A committee is a cul-de-sac down which good ideas are lured and then quietly strangled.

yckeller
11-21-2006, 09:28 AM
Hi Minstrel,
Hasn't society progress by learning from their mistakes ? If we already know the difficulty exists, and if we can have a way of avoiding it, why not ? You actually mentioned that your mistake was caused by the lengthy decisions, that every member of the group was involved in. Suppose that these decision making process can be overcome somehow, by a majority vote, perhaps through a poll. Or perhaps that certain important decisions were left to a few decision makers only, and the group effort was focussed on other things, such as marketing, and link building. What matters is that the end profits are divided in a fair manner.
Also, regarding the numbers of members which you gave, they could have been the result of marketing strategy, topic of interest, competition, etc and not necessarily due to the decision to work together as a group.
I was basing the idea of team work on every example in the world, for instance, a huge company such as daimler chrysler could never achieve their status with just a single worker. As a company, they worked together, pooling various skills and talents and got to where they are now.
It's only a matter of ironing out the struggles ( politics in a big company ). Sorry to having disagree with you on this, Minstrel, but my opinion wasn't swayed by the argument you gave.

minstrel
11-21-2006, 09:44 AM
Hasn't society progress by learning from their mistakes ? If we already know the difficulty exists, and if we can have a way of avoiding it, why not ? You actually mentioned that your mistake was caused by the lengthy decisions, that every member of the group was involved in. Suppose that these decision making process can be overcome somehow, by a majority vote, perhaps through a poll.
That's exactly how we set it up - it still took forever.
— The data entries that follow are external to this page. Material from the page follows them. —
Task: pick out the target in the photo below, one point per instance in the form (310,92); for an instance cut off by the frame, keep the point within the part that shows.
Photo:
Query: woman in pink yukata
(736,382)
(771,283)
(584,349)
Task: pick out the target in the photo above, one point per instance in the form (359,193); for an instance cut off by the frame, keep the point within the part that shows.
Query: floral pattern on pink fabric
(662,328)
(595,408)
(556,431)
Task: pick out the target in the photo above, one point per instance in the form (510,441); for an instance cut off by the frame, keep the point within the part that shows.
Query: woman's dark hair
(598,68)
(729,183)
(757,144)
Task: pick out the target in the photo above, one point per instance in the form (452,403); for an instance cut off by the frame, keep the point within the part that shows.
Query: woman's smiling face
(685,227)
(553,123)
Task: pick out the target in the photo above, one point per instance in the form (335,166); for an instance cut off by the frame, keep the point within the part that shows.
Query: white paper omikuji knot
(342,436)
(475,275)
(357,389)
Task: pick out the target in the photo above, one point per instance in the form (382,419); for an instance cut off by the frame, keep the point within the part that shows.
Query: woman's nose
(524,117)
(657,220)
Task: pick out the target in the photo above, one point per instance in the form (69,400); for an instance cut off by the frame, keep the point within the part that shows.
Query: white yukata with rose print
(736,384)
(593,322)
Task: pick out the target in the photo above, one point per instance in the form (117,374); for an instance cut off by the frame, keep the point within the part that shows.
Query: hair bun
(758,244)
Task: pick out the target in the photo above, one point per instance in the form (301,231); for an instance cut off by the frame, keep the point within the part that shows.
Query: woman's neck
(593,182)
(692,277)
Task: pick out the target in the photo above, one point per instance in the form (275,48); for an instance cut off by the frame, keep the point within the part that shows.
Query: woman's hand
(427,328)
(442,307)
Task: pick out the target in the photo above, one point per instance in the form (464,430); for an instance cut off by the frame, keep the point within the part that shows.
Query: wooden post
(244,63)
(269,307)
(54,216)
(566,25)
Or perhaps that certain important decisions were left to a few decision makers only, and the group effort was focussed on other things, such as marketing, and link building. What matters is that the end profits are divided in a fair manner.
That was version 2. That led to those peope who weren't in the small "decision maker" group feeling like they were second tier, no longer equal partners.

All I can tell you is that it took me over two years to give up on that model and there is absolutely no way I would ever do it again.